En bref
- Le film date du 16 août 1985
- Il popularise les zombies mangeurs de cerveaux
- Son approche reste étonnamment complexe
On retient souvent une image. Pour le zombie, c’est ce grognement absurde, presque comique, autour des cerveaux. Cette idée n’est pas tombée du ciel. Elle vient en grande partie de The Return of the Living Dead, sorti le 16 août 1985, un film devenu culte parce qu’il a déplacé la mythologie du mort-vivant sans la traiter comme un simple gimmick.
Un cliché né d’un film bien précis
Avant lui, le cinéma avait déjà largement refaçonné le zombie. Depuis Night of the Living Dead de George Romero, la figure liée au vaudou haïtien avait laissé place à des morts-vivants qui dévorent la chair humaine. Les films suivants de Romero, comme Dawn of the Dead et Day of the Dead, ont ancré l’image de la horde. Mais The Return of the Living Dead a ajouté un détail devenu énorme, cette faim spécifique pour le cerveau.

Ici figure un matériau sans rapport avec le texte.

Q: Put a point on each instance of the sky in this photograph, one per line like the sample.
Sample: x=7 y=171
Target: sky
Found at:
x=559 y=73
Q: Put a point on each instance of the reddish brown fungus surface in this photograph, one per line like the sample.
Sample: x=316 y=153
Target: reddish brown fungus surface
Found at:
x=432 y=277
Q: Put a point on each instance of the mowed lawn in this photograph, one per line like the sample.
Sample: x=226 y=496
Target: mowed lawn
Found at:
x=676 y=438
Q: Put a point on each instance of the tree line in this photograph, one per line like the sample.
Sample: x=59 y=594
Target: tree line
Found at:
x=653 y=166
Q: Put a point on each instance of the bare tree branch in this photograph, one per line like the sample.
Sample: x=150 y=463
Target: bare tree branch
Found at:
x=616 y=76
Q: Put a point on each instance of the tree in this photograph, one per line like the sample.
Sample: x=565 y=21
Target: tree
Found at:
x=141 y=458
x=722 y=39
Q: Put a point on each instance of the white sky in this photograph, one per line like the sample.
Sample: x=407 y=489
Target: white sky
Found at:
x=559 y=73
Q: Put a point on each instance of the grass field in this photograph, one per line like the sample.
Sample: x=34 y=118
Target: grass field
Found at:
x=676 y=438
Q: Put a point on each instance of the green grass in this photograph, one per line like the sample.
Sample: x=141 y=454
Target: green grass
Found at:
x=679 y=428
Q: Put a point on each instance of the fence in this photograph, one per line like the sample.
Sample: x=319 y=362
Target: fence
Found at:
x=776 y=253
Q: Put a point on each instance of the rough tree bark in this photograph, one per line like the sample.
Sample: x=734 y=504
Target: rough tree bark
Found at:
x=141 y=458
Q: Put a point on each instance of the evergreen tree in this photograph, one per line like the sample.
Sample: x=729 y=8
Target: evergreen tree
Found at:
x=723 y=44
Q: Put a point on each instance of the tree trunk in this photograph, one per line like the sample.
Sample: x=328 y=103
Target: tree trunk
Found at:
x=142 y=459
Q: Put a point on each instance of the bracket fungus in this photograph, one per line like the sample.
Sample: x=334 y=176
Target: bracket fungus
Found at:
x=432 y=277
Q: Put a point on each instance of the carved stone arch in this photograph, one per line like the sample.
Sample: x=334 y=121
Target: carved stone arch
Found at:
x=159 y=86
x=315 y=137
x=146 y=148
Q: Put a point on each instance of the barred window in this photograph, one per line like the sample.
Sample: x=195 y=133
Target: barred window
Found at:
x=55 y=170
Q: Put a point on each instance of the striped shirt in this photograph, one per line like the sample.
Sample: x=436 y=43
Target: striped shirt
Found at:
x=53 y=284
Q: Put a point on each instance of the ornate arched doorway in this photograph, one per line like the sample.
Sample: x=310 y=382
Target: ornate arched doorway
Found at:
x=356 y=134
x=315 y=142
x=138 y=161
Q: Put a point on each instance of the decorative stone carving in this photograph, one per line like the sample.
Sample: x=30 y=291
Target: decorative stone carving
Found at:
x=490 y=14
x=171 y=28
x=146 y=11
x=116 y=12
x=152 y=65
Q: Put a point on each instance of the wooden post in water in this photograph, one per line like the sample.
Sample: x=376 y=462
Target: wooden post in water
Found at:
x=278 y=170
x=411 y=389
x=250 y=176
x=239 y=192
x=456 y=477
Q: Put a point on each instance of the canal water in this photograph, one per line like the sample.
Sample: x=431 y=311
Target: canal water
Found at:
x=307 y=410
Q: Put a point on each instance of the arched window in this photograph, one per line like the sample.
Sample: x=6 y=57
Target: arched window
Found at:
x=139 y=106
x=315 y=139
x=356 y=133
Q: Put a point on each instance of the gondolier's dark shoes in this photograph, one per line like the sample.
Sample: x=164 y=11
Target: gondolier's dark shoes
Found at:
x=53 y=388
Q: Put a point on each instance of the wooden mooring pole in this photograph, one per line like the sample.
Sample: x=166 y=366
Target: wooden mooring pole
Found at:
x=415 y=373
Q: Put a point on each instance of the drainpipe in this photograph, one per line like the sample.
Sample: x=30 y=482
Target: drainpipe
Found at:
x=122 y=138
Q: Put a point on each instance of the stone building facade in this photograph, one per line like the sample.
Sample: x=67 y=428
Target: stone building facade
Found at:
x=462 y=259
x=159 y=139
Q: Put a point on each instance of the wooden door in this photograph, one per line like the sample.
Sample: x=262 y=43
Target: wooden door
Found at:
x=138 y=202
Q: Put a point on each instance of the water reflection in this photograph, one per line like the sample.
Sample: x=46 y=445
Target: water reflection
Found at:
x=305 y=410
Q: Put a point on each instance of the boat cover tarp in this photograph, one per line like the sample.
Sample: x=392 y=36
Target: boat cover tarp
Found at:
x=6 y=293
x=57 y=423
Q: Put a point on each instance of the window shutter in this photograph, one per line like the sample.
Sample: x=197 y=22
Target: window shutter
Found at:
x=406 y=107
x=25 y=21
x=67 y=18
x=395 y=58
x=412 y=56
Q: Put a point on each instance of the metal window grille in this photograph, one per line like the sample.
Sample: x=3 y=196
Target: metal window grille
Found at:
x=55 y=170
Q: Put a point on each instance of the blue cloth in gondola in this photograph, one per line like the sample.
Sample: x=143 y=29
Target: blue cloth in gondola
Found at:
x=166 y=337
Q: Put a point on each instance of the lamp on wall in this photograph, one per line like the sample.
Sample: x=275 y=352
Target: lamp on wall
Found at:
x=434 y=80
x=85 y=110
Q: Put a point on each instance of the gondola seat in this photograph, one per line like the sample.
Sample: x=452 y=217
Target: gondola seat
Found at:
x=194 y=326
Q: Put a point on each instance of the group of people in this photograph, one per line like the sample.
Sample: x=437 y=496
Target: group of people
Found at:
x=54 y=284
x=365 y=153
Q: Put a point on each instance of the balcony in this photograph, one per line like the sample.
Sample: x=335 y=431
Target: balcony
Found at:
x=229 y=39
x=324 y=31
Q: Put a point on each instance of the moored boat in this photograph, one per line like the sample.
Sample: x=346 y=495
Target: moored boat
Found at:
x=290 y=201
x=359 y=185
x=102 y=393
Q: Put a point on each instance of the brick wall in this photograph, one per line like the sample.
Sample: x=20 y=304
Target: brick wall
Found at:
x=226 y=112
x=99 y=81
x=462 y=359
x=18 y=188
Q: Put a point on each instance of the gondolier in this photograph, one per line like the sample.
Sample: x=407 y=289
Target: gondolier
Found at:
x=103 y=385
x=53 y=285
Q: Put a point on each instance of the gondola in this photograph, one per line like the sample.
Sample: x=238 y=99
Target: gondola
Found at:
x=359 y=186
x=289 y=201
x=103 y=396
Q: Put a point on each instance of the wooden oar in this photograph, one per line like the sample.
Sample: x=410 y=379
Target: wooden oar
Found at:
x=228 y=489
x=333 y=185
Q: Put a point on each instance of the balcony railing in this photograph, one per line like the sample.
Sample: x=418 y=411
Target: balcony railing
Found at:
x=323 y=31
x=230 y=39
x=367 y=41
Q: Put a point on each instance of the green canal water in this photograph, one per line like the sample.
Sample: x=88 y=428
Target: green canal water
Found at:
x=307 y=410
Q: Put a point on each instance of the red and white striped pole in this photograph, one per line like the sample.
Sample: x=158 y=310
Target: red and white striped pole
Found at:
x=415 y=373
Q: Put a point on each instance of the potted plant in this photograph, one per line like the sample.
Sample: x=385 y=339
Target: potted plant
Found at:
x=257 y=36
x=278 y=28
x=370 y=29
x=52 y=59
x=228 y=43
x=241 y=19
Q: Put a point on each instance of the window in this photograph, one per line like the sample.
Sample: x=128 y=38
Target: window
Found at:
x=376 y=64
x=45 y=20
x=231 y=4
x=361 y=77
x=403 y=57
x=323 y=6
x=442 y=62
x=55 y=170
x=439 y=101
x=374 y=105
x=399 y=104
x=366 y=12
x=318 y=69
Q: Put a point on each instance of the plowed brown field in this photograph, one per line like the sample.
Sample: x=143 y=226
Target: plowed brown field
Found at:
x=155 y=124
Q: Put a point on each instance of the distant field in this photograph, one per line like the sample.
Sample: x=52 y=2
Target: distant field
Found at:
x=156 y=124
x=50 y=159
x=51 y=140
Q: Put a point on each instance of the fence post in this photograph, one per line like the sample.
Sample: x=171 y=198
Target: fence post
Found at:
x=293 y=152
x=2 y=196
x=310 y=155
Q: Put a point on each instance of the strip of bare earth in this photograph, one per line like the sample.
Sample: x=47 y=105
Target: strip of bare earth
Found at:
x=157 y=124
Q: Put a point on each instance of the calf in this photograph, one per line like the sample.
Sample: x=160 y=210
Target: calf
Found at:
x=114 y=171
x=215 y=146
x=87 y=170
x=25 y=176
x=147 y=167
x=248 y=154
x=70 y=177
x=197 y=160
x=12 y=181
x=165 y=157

Bref, aujourd’hui, c’est presque un automatisme culturel.
Pas une vraie suite, mais un détour malin
Le plus intéressant, c’est que The Return of the Living Dead ne joue pas la carte de la suite directe. Dans son univers, Night of the Living Dead existe seulement comme film, inspiré d’événements réels. Nuance maligne.
Le récit part d’un secret d’État, une fuite chimique qui a réanimé des corps dans une morgue. Le gouvernement aurait ensuite étouffé l’affaire et expédié le produit, le Trioxin, avec les cadavres restants, vers Uneeda Medical Supply. Quand le conteneur est ouvert, d’autres corps reviennent, Frank et son nouvel employé sont contaminés, puis l’incinération du dernier cadavre disperse des cendres qui réveillent les morts d’un cimetière voisin. Résultat ? La ville bascule dans le chaos.
Du punk, des effets pratiques et une vraie noirceur
Là où pas mal de films de zombies se ressemblent, celui-ci garde une identité visuelle nette. Ses effets pratiques tiennent encore bien, et son ADN punk change vraiment la texture de l’ensemble, entre bande-son metal et looks très marqués.
Des personnages comme Trash ou Suicide, avec leurs cheveux colorés et leurs piercings, donnent au film une énergie sale et vive. Et ce n’est pas juste de la déco. On s’attache aussi bien à cette bande qu’aux employés de Uneeda. Du coup, voir Frank et Freddy glisser peu à peu vers l’état de morts-vivants a quelque chose de franchement triste. Quant à la fin, elle reste d’une noirceur assez brutale.
Des morts-vivants plus malins et plus tristes qu’attendu
Le film n’a pas seulement popularisé les zombies qui veulent des cerveaux, il leur a donné une raison. La séquence du Tarman, ce zombie visqueux devenu iconique, y participe beaucoup quand il lâche son fameux « CERVEAUX ! ».
Mais le vrai twist est ailleurs. Une femme zombie, capable de parler en phrases complètes, explique qu’être mort fait souffrir et que manger des cerveaux apaise cette douleur. Ce n’est plus un monstre vide, c’est une créature qui agit pour calmer un supplice. Et ces zombies montrent aussi de l’intelligence, notamment quand ils manipulent la police pour la faire venir jusqu’à eux.
C’est sans doute pour ça que le film a laissé une trace aussi durable. Pas seulement parce que l’idée est dégoûtante et amusante à la fois, mais parce qu’elle donne au zombie une logique qui dépasse le simple carnage. Et on la traîne encore avec nous.